Not too long ago, in around 2010-2014, Davos attendees were captivated by the Africa Rising narrative.
Inspired by buoyant oil and commodity revenues, investors seized on faster economic growth than in the past and compared with the developed world, rising incomes and even peaceful political transitions, as proof of a structural shift.
Now, that optimism has reversed.
Nigeria, Africa's biggest economy, is in recession, and in danger of a currency crisis. The continent's most industrialized economy, South Africa, celebrated for its post-apartheid democratic transformation, is struggling with sluggish growth and political squabbles that could see it lose its investment grade credit rating this year.
There have also been outbreaks of violence, even in Ethiopia and Ivory Coast — the African success stories of recent years.
“People like simple stories and the simple story was that commodity prices rose, many African countries did better on the back of that and some people then dressed it up as Africa Rising,” Devan Kaloo, global head of equities at Aberdeen Asset Management, said on the sidelines of the WEF.

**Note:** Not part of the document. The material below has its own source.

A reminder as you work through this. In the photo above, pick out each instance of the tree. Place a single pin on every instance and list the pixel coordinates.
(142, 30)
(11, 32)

Ratings agency Moody's last year cut the credit ratings of a third of the 19 countries it rates in sub-Saharan Africa. It warned this month more downgrades were likely in 2017.
Governments must work harder to lure investment, said Nigerian tycoon Aliko Dangote — Africa's richest man — whose empire straddles several African countries and sectors.
“What we don't like as investors in Africa is that governments say: ‘Come and invest, I will give you tax holidays, I'll give you this and that.’ Dangote told a WEF panel. “But the moment you take the risk, if things turn out well, the government will say: ‘Let me remove this tax holiday.’”
Not all bad
But many of those who rejected the Africa Rising narrative are not convinced Africa is sunk.
“We have gone from everyone thinking it was a fantastic
story to everyone thinking it's a terrible one,” Kaloo said. “[African countries] are slowly changing, ultimately disciplined by the market. They sooner or later will come around to what the market wants because of the cost of capital.”
Recent U.N. data showed that while stock and bond investment into Africa collapsed in 2016, “direct” bricks-and-mortar investment held steady at $82 billion.
The CEO of private equity firm Abraaj told Reuters that Africa was core to its investment plan and he would be keen to buy Barclays' Africa business.
Charles Robertson, global chief economist at Renaissance Capital, compares East African states Rwanda, Kenya, Tanzania, Uganda and Ethiopia to South Korea in 1960, poverty-stricken
before its industrial boom.
Annual growth is running at a solid 5-7 percent in those five countries.
“There are some African countries I'd write off for 15 years,” Robertson said. “There are 9-10 countries that won't go anywhere but the rest are going to advance.”